Hi. Anderson Smith here.
Today, we're going to talk about Construct Validity which one is
one variable that determines whether or not your experiment is a good experiment.
But there are others that really determine the quality of an experiment.
They are reliability, whether the results that you're getting are consistent,
whether they're consistency in the findings.
And in fact, there can be two kinds of reliability.
They can be test-retest reliability, simply saying,
if I measure the behavior that I'm interested in at different points in time,
do I get the same measure?
Then there's also internal consistency, that is,
within that experiment myself,
are different things that I'm measuring,
measuring the same thing?
So, consistency.
And then, the second is validity,
which is not consistent results but accurate results.
Am I measuring what I say I want to measure?
The accuracy of the measure to the construct.
So, let's first look at reliability.
First, external reliability and that sometimes just simply test-retests.

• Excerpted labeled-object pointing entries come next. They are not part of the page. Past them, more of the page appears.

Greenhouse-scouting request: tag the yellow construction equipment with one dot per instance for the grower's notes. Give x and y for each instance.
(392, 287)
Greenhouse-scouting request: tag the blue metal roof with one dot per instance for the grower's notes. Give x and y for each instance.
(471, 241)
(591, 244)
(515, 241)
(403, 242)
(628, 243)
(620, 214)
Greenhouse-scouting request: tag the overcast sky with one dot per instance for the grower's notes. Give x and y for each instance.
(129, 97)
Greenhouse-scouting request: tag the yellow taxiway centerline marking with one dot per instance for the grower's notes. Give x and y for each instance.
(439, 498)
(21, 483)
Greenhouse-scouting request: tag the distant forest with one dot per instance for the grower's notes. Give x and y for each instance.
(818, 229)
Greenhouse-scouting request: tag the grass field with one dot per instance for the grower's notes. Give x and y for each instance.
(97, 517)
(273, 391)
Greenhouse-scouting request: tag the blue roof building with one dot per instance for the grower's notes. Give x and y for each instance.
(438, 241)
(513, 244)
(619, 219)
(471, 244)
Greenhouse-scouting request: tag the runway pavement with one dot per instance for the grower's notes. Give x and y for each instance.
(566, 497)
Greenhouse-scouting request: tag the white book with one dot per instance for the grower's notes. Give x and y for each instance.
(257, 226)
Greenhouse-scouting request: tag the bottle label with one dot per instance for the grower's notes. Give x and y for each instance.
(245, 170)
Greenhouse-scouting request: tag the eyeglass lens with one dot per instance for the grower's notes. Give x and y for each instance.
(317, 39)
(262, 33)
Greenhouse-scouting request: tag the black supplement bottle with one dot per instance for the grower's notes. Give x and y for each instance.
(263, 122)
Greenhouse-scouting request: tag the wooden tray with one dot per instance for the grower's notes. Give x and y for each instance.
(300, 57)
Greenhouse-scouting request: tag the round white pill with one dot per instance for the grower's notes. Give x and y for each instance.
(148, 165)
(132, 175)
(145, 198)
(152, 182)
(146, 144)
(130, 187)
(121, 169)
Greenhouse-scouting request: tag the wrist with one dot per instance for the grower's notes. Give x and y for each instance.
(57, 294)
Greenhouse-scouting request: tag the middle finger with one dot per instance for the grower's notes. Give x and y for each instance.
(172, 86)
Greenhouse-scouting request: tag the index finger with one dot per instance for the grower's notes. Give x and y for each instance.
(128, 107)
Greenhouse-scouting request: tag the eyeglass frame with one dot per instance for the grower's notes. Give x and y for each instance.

I measure the behavior I'm interested at one time and then I measure it again,
do I get the same results?
An example of that would be here where I have
the score at time one and have the score at time two.
And I see this very positive relationship
saying that I get the same results at a different points in time.
So I have tests-retest consistency or external reliability.
Then there's also internal reliability where and sometimes,
that's just a split-half measure where I take half the questions that are asked
or half the measures that I make and then compare them to
the other half of the measures within the same experiment.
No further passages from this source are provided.